Manchester - Embattled England rugby coach Stuart Lancaster has come out fighting after taking heavy blows during the week and said he backs himself on his overall record while in charge of the humiliated World Cup hosts.
The 45-year-old - who replaced Martin Johnson after the debacle of the 2011 World Cup which was dominated by woeful headlines concerning the squad's off-the-pitch behaviour - added he didn't believe the England set-up required radical changes.
Both his and captain Chris Robshaw's roles have been cast into doubt since England suffered the ignominy of becoming the first host nation to exit the tournament at the pool stage after defeats at Twickenham to Wales and then Australia last Saturday.
England play their final game of the campaign against minnows Uruguay in Manchester on Saturday.
"I didn't realise there was a category of 'super coaches' but I take your point," said Lancaster, who has also failed to deliver the Six Nations title in the spell he has been in charge.
"I've had 45 games in charge now so that makes me the second most experienced England coach, I think. My win percentage hasn't been high enough because I didn't win all the games.
"I obviously back myself. We've beaten every international team along the way.
"But obviously you get judged on one thing.

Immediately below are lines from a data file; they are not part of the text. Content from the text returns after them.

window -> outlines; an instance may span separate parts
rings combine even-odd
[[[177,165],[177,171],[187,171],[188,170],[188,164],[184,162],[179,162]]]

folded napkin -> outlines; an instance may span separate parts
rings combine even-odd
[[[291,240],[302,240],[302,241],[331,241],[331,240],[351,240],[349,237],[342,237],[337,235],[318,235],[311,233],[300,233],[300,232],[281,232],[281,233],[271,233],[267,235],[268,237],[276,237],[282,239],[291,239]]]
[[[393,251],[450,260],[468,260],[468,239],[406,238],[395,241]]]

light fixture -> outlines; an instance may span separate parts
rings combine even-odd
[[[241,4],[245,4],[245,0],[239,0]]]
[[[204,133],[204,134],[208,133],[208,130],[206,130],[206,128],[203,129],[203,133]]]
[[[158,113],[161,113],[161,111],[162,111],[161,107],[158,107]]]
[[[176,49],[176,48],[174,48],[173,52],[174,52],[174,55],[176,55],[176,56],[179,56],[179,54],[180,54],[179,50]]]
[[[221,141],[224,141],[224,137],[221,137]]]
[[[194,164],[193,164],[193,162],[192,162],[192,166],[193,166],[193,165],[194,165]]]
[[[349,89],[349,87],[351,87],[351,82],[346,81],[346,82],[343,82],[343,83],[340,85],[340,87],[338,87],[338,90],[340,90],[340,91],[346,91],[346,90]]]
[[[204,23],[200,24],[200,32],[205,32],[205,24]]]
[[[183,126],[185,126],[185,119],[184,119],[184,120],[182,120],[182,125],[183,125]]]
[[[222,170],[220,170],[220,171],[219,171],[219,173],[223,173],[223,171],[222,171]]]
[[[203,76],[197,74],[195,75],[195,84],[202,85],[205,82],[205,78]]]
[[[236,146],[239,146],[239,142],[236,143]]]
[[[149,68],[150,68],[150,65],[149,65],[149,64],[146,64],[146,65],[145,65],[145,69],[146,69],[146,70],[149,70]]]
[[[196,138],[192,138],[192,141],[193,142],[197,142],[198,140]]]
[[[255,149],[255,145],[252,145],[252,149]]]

"For 70 minutes against Wales we were in charge (England led by 10 points on three occasions) and we lost the game. Against Australia, there were times we were on top. Results define coaching decisions but there's other things I take confidence from."
Lancaster, who has been castigated for his selection policy both for the overall squad and the match days XV, said he thought what he had implemented concerning the structure should be retained.
"I would say no, but then I would say that, wouldn't I?" said Lancaster. "Because I built it. Things need to be done better, there's no doubt about it."
He also mounted a strong defence of Robshaw, who was a surprise choice by Lancaster as captain in 2012 as he only had one cap to his name, though as a player many have suggested he wasn't good enough to play for England.
"Forty-odd games he's played at seven for England and he's got man of the match, I think, in double figures," said Lancaster.
"At the weekend it wasn't a Robshaw failure that (David) Pocock turned the ball over, it was a team failure.
"Pocock turned the ball over five times, we did so three times. It's tough on him to hold one person accountable."
Lancaster, who has at least been credited with restoring the England team's image off the pitch which was in shreds when he took over, made light of the media blitz that has lampooned him and Robshaw in particular.
"It depends on which blizzard you read or get involved in with your snow goggles," said Lancaster.
"I didn't need to read it to know what was being said. Emotions were high and rightly so. Our objective was to win the World Cup and we didn't get out of the group stages."